Published online Nov 19, 2021. doi: 10.5498/wjp.v11.i11.1053
Peer-review started: May 7, 2021
First decision: June 5, 2021
Revised: June 10, 2021
Accepted: August 30, 2021
Article in press: August 30, 2021
Published online: November 19, 2021
Phantom bite syndrome (PBS), also called occlusal dysesthesia, is characterized by persistent non-verifiable occlusal discrepancies. Such erroneous and unshakable belief of a “wrong bite” might impel patients to visit multiple dental clinics to meet their requirements to their satisfaction. Subsequently, it takes a toll on their quality of life causing, career disruption, financial loss and suicidal thoughts. In general, patients with PBS are quite rare but distinguishable if ever encountered. Since Marbach reported the first two cases in 1976, there have been dozens of published cases regarding this phenomenon, but only a few original studies were conducted. Despite the lack of official classification and guidelines, many authors agreed on the existence of a PBS “consistent pattern” that clinicians should be made aware. Nevertheless, the treatment approach has been solely based on incomplete knowledge of etiology, in which none of the proposed theories are fully explained in all the available cases. In this review, we have discussed the critical role of enhancing dental professionals’ awareness of this phenomenon and suggested a comprehensive approach for PBS, provided by a multidisciplinary team of dentists, psychiatrists and exclusive psychotherapists.

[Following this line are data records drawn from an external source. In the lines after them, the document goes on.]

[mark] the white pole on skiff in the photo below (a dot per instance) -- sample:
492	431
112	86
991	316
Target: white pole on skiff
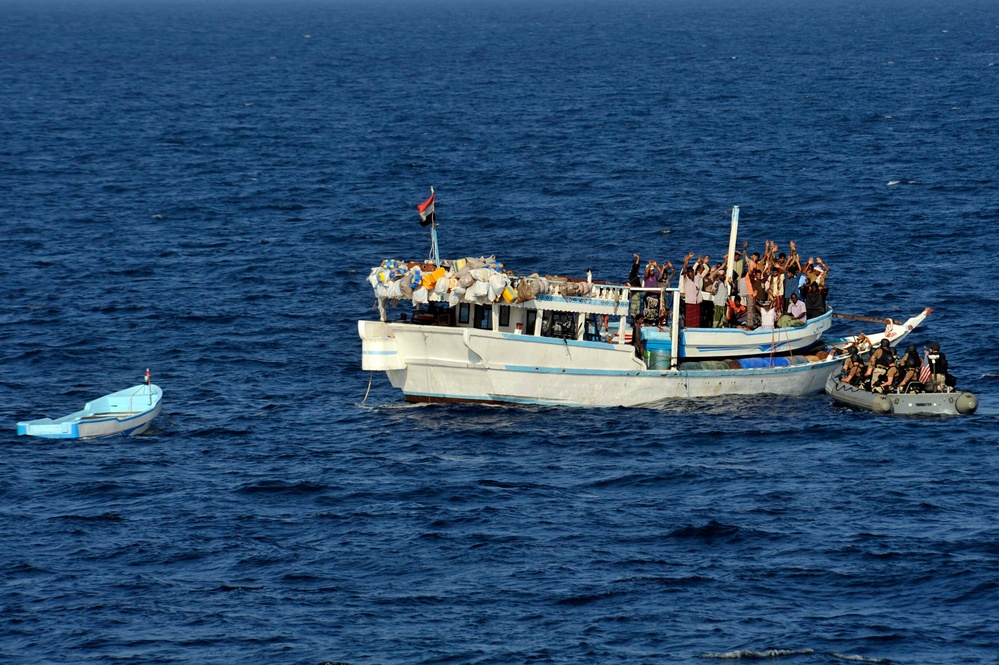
732	237
435	256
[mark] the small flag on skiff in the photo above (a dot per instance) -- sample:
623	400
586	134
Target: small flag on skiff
924	373
426	210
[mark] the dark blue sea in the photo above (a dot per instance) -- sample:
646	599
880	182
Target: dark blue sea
201	187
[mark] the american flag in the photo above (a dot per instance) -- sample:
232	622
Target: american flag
924	373
426	210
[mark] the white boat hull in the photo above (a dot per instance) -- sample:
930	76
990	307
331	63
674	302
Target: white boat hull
435	364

Core Tip: Generally, in dentistry, uncomfortable occlusal sensations are a common finding among patients while phantom bite syndrome (which is distinguishable if ever encountered) is quite rare. These patients present with non-verifiable occlusal discrepancies with strict demands for bite correction and remarkable psychological distress. This might lead to serious consequences on patients’ life quality, relationship with family, financial loss, career disruption or even suicidal thoughts. Recent studies have revealed unexplained diversity patterns among phantom bite syndrome’s clinical manifestation and functional brain imaging, which likely represent the available sub-phenotypes of this syndrome. Further research must be focused on elucidating pathophysiological mechanisms to pave the way for efficient treatment strategy.